Croatian basketball referee, executive and coach

Danko Radić (30 October 1952 – 12 February 2018) was a Croatian professional basketball referee, executive and coach who served as the president of the Croatian Basketball Federation from 2004 to 2015.

==Biography==
Radić was born in the village of Podorljak based in Šibenik-Knin County. As a founder of the famous Croatian female basketball club, ŽKK Šibenik, he has worked many years as a women's basketball coach and later became a basketball referee.
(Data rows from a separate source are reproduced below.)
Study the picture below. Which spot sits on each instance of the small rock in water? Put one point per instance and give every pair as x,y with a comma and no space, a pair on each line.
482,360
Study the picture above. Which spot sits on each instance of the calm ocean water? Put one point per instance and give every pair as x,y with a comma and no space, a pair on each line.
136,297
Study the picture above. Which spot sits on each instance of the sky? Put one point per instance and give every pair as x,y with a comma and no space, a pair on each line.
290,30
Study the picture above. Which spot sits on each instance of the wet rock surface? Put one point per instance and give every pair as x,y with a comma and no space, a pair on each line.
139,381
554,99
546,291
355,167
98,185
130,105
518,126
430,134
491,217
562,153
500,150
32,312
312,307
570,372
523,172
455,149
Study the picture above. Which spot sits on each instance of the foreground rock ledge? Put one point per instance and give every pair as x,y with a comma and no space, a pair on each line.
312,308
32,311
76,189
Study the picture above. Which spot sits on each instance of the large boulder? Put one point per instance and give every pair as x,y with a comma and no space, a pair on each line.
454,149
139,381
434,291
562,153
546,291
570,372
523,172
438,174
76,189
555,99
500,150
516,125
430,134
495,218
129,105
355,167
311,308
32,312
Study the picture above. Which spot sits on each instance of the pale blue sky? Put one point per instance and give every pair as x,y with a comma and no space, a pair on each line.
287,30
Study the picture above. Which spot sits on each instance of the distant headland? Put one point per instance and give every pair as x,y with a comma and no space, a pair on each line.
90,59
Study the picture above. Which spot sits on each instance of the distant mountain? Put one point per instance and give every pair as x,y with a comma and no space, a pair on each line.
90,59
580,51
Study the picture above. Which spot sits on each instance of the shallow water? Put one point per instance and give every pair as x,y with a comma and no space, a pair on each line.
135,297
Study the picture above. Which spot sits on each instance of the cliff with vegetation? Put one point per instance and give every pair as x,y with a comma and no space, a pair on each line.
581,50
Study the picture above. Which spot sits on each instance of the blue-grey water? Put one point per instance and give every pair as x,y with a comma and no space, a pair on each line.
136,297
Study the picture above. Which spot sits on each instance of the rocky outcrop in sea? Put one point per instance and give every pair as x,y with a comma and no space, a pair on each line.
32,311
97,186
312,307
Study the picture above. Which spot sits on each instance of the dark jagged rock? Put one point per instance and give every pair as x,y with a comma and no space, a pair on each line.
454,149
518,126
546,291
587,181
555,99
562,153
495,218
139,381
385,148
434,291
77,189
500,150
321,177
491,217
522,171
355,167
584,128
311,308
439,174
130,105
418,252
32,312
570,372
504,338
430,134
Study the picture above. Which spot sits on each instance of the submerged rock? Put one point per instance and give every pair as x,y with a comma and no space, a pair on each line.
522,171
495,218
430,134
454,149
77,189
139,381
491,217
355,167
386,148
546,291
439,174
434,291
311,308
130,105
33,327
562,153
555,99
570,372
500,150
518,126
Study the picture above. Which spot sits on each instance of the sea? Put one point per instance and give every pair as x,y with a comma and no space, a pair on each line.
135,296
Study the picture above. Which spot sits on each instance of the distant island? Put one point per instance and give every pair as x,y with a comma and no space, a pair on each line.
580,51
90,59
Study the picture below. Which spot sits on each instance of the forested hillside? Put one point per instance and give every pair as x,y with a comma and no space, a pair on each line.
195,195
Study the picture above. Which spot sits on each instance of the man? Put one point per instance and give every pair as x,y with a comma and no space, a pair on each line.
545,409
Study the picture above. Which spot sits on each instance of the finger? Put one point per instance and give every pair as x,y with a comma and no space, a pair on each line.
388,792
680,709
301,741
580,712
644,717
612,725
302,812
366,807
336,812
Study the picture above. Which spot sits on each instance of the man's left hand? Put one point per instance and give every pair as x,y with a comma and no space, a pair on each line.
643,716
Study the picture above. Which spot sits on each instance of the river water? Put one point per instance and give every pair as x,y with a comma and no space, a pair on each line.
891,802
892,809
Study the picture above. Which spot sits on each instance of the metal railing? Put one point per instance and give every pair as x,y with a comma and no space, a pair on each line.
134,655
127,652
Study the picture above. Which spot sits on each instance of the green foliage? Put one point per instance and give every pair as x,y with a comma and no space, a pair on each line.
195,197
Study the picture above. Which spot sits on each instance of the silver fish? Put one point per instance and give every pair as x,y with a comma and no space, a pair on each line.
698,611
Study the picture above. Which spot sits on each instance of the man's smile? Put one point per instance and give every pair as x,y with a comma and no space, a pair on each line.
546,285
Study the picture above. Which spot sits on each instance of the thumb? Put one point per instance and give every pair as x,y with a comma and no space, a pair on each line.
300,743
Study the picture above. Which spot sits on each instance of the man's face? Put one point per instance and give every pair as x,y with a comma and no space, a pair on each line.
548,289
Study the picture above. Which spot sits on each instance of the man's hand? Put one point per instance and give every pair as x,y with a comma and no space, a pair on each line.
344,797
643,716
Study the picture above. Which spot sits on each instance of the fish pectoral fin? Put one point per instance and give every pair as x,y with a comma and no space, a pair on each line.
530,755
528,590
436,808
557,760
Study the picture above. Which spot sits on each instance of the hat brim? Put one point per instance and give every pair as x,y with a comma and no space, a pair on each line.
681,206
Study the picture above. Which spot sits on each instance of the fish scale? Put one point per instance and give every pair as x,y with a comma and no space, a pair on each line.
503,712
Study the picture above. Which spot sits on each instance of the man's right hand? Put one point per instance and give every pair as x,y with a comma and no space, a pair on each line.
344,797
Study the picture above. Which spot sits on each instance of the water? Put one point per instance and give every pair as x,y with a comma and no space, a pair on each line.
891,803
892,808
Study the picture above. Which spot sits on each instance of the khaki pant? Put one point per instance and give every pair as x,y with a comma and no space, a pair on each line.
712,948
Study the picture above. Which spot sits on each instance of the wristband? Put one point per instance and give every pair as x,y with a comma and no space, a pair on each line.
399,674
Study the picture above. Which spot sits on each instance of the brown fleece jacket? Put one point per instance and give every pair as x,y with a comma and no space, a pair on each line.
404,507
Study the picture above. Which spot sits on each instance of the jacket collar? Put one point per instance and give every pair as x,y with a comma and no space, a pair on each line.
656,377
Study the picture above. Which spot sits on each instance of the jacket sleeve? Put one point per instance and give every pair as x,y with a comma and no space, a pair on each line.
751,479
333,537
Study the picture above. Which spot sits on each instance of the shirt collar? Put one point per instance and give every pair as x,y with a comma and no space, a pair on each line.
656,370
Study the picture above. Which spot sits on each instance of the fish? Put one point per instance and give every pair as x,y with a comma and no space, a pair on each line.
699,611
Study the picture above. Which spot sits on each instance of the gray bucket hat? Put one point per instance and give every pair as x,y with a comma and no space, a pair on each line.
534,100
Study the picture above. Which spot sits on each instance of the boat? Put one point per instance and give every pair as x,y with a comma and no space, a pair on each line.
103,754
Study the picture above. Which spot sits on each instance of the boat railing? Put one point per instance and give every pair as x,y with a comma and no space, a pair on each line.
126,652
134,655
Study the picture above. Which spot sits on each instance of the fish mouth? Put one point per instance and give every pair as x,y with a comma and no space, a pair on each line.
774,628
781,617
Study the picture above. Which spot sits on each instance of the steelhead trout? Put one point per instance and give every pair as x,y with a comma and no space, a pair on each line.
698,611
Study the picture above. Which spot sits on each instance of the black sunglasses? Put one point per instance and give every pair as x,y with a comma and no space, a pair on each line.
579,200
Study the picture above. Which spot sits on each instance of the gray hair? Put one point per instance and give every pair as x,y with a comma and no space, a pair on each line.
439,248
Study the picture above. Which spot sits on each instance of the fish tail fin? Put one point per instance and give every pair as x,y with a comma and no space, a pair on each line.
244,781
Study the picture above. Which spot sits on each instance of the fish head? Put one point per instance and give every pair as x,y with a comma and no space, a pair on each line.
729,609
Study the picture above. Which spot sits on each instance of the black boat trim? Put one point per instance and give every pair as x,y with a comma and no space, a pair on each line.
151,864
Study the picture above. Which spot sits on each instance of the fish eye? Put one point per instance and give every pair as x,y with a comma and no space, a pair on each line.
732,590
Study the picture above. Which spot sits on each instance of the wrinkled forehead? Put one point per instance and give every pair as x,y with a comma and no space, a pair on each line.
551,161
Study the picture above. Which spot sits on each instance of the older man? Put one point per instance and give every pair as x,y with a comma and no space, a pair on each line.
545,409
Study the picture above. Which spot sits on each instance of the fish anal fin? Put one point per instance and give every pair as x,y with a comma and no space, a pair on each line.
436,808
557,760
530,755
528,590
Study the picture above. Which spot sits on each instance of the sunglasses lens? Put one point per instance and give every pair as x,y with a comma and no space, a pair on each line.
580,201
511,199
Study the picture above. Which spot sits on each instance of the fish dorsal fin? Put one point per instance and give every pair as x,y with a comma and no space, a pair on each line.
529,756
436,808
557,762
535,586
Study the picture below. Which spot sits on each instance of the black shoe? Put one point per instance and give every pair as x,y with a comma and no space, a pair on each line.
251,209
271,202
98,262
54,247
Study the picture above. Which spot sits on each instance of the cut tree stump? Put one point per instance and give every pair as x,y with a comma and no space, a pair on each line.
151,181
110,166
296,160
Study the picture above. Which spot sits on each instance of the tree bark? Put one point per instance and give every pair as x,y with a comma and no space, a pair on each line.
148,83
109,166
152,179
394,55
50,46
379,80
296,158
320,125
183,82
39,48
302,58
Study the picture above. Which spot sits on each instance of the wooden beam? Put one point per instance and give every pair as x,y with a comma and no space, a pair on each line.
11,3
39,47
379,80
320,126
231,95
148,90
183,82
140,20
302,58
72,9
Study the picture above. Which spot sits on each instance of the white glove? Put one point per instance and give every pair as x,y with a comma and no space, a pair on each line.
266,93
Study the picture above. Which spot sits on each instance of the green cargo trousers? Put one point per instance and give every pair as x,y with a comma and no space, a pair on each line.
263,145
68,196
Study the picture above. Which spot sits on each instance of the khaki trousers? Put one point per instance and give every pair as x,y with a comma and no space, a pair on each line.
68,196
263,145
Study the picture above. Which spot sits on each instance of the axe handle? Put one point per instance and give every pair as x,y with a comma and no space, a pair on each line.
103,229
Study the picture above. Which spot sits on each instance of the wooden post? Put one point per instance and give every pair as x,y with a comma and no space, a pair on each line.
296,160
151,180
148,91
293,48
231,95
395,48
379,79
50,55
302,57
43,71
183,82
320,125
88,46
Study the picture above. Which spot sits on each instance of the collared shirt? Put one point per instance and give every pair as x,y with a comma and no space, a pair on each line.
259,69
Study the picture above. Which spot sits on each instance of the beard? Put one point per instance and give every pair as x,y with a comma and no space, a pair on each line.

At first, he worked as a referee in the Yugoslav Second Basketball League, and later in the Yugoslav First Basketball League, FIBA World Cup, FIBA Eurobasket, Olympic Games, and the Mediterranean Games.

In 2004 Radić was named the president of the Croatian Basketball Federation. On 21 June 2015, he was replaced by Croatian economist, politician and deputy prime minister in the second cabinet of prime minister Sanader, Ivan Šuker.

He died on 12 February 2018 in Zagreb, after a battle with long illness.